Bartolo Longo: p. Bamonte (Aie), “non fu mai satanista”. Studio d’archivio smentisce una diceria diffusa nei media
Uno studio dell’Associazione internazionale esorcisti fa chiarezza sulle recenti ricostruzioni mediatiche: il fondatore del Santuario di Pompei non praticò mai il culto del demonio in gioventù, ma fu solo vittima inconsapevole dello spiritismo prima della totale conversione.

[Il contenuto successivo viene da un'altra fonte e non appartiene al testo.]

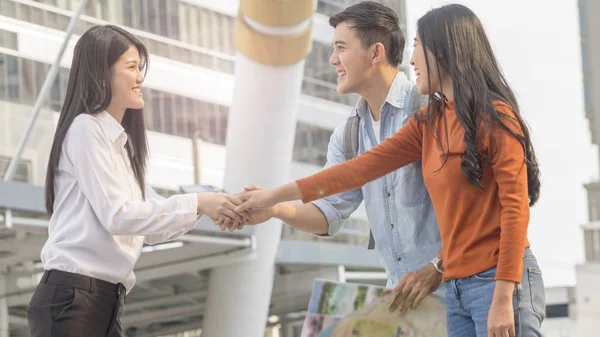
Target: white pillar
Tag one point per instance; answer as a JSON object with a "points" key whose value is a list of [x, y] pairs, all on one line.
{"points": [[260, 138], [4, 328]]}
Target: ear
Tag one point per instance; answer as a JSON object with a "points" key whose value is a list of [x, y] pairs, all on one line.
{"points": [[378, 53]]}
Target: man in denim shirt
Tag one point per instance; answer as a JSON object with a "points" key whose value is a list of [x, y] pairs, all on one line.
{"points": [[368, 45]]}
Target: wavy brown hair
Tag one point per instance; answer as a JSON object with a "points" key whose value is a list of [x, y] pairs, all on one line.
{"points": [[456, 38]]}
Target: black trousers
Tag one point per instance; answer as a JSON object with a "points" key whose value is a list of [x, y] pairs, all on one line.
{"points": [[66, 304]]}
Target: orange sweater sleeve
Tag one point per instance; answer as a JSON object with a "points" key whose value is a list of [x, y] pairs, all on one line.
{"points": [[403, 148], [510, 173]]}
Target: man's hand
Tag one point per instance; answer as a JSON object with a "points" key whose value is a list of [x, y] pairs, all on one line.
{"points": [[256, 217], [221, 205], [414, 287]]}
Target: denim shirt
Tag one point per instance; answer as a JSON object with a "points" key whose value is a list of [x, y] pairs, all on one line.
{"points": [[398, 205]]}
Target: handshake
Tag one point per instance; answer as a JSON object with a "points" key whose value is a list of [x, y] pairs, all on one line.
{"points": [[234, 211]]}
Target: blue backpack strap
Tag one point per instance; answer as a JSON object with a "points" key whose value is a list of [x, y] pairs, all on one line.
{"points": [[351, 137], [351, 151]]}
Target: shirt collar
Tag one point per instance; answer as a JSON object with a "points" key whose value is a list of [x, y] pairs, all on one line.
{"points": [[395, 96], [113, 129]]}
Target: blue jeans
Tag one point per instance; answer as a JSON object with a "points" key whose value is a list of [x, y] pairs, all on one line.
{"points": [[468, 302]]}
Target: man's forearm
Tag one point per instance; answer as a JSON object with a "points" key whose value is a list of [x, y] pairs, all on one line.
{"points": [[305, 217]]}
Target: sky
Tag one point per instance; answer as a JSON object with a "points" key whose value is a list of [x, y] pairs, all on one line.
{"points": [[540, 55]]}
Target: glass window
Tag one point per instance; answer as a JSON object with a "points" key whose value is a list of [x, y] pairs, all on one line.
{"points": [[8, 39], [21, 81]]}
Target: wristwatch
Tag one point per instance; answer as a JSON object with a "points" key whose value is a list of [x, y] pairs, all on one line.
{"points": [[437, 263]]}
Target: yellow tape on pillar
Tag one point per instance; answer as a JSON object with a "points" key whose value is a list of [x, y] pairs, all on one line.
{"points": [[278, 13], [279, 50]]}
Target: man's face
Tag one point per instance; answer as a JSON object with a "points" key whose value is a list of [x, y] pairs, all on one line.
{"points": [[350, 59]]}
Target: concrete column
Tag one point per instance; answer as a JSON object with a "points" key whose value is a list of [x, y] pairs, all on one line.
{"points": [[273, 39], [4, 328]]}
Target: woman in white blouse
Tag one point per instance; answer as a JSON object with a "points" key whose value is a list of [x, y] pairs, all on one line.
{"points": [[102, 209]]}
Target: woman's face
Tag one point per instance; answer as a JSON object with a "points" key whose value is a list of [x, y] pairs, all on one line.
{"points": [[126, 81], [422, 71]]}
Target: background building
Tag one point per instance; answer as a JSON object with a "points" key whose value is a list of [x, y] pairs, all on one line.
{"points": [[188, 93], [588, 274]]}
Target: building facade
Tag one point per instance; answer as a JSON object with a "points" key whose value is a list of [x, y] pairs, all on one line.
{"points": [[188, 93], [588, 274]]}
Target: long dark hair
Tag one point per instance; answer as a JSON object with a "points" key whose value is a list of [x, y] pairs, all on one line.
{"points": [[89, 91], [456, 38]]}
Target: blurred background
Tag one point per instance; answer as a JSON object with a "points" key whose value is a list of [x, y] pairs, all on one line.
{"points": [[550, 53]]}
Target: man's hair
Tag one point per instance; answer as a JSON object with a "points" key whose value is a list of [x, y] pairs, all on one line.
{"points": [[374, 22]]}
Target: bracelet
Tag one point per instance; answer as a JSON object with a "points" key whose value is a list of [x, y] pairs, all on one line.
{"points": [[437, 264]]}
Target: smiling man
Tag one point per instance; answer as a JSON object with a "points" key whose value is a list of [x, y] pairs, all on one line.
{"points": [[367, 51]]}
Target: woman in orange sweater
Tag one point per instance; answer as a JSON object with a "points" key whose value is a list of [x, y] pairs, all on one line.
{"points": [[479, 167]]}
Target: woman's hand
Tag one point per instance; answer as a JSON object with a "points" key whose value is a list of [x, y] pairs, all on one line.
{"points": [[501, 318], [221, 205], [261, 199]]}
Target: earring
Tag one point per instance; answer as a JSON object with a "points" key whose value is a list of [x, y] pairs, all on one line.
{"points": [[440, 97]]}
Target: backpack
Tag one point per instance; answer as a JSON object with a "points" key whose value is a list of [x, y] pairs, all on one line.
{"points": [[350, 140]]}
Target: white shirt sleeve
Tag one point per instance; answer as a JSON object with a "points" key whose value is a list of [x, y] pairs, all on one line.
{"points": [[90, 153], [153, 239]]}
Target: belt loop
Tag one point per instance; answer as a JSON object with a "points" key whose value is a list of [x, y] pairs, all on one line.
{"points": [[45, 276]]}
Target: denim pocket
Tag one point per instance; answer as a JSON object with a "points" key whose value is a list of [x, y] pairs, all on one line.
{"points": [[62, 299], [537, 292], [487, 275]]}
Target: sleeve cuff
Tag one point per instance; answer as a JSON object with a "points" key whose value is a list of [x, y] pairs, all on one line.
{"points": [[191, 216], [333, 218]]}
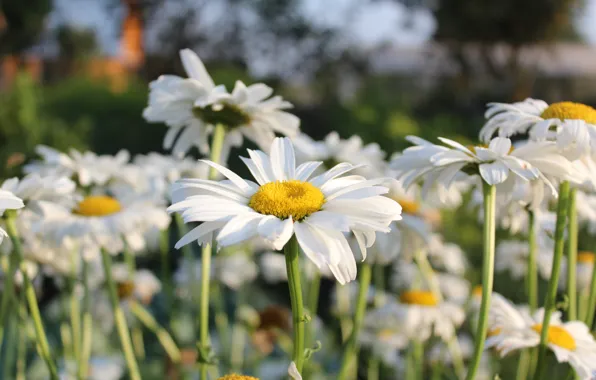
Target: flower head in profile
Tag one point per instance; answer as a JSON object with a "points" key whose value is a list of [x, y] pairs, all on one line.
{"points": [[499, 163], [287, 202], [515, 329], [571, 125], [192, 106]]}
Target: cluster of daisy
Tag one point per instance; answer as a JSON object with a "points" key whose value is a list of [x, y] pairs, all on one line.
{"points": [[188, 261]]}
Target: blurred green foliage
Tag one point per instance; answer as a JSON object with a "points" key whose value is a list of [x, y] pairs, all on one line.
{"points": [[24, 124]]}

“Bartolo Longo non fu mai satanista, né tantomeno ‘sacerdote’ satanista come qualcuno ha scritto: fu, come gli stessi Sommi Pontefici hanno affermato, un ingannato dallo spiritismo”. Lo scrive p. Francesco Bamonte, vicepresidente dell’Associazione internazionale esorcisti (Aie), in un articolo pubblicato oggi sul sito dell’Aie, sintesi di un ampio studio apparso sui “Quaderni Aie” (n. 40, giugno 2026), basato su ricerche condotte presso l’Archivio san Bartolo Longo del Santuario di Pompei. L’autore prende di mira un’affermazione diffusa negli ultimi anni attraverso i media – e ripresa anche da testate autorevoli – secondo cui il fondatore del santuario di Pompei, canonizzato da Leone XIV il 19 ottobre 2025, avrebbe praticato il satanismo durante gli anni universitari a Napoli. La ricostruzione di p. Bamonte è puntuale: Longo si avvicinò allo spiritismo nella seconda metà del 1862, convinto di poter entrare in contatto con i defunti, i santi e l’arcangelo san Michele. Quando nei suoi scritti parla di “spiritismo, ossia satanismo” o di “raffinata demonolatria”, non intende un culto volontario del demonio, ma il fatto di aver tributato inconsapevolmente onori a spiriti demoniaci presentatisi sotto false spoglie. La conversione avvenne il 29 maggio 1865, con la confessione al domenicano p. Alberto Radente. Da quel momento Longo dedicò la vita alla diffusione del Rosario e alla costruzione del santuario di Pompei, inaugurato nel 1891.